那个女孩,是他心中唯一的明月,温柔静好,可惜人世早已非啊。
小九……
他在心里默默念着她的名字,回忆她微笑时的模样,眼眶在不知不觉中慢慢变红,随即双眸紧闭,千言万语凝在嘴角,也只是一声疲惫的叹息。

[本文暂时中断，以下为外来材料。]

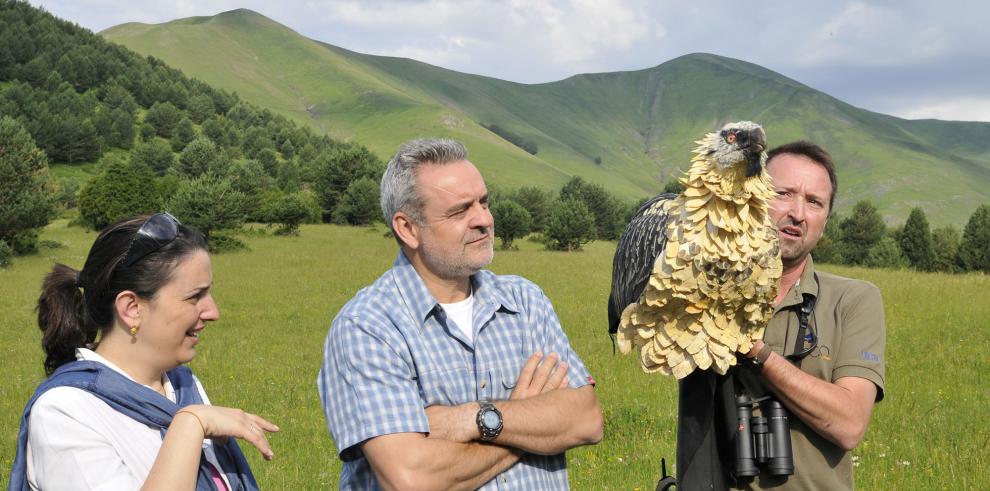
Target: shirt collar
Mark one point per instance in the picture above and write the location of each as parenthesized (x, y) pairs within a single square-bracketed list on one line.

生平第一次,他体会到了恍如隔世的惆怅,和无从倾诉的落寞。
他知道,他和她之间,已远不止千上万水的距离。
他们,再也回不去了。
陆平生救了沈樱后,一路东行,三日就来到东朝边陲襄城,歇息在城中最大的客栈里。
沈樱神智时好时坏,好的时候抓着陆平生掉眼泪,不好的时候就哭喊着要五石散,然后折磨自己。当初高高在上的贵妃,已经成了一个疯妇,也知道两人再无可能,但只有在他这里,才能寻求到一丝心安。
“她怎么样?”
奉靳说:“大夫开了安神药,吃过后已经睡了。”
他注意到陆平生的脸色很不好,欲言又止。
也是,过去的爱人如今成了这模样,脸色能好就怪了。
“五石散迷人心智,应该睡不了多久又会起来,殿下要去看看她吗?”
“不用,你看好她。”陆平生交代完就走了,留给他一个毫无留恋的冰冷背影。
奉靳有点摸不着头脑了,千里迢迢来救,又这么冷漠?
果然,男人心,海底针。
“平生……”他人还没走几步,就被屋内虚弱的呼唤叫住。
沈樱醒了。
奉靳怕她又闹起来,赶紧进屋查看,但这一次她是清醒的。
陆平生尾随而至,沈樱已经从床上坐起身。看到男人,她伸出手,似乎是想抓住他,可,从指尖流失的只有光影,他就像虚幻的一样,怎么都摸不着了。
“平生……”她唤他。
“你好好休息,把身体养好了。”陆平生的语气听不出什么关心。
见到他的那一刻,沈樱哪还有心思去想别的,目光涌动,嘴角微微抽搐着,似激动,又似无限伤感,半晌,才轻声道:“你还怪我吗?”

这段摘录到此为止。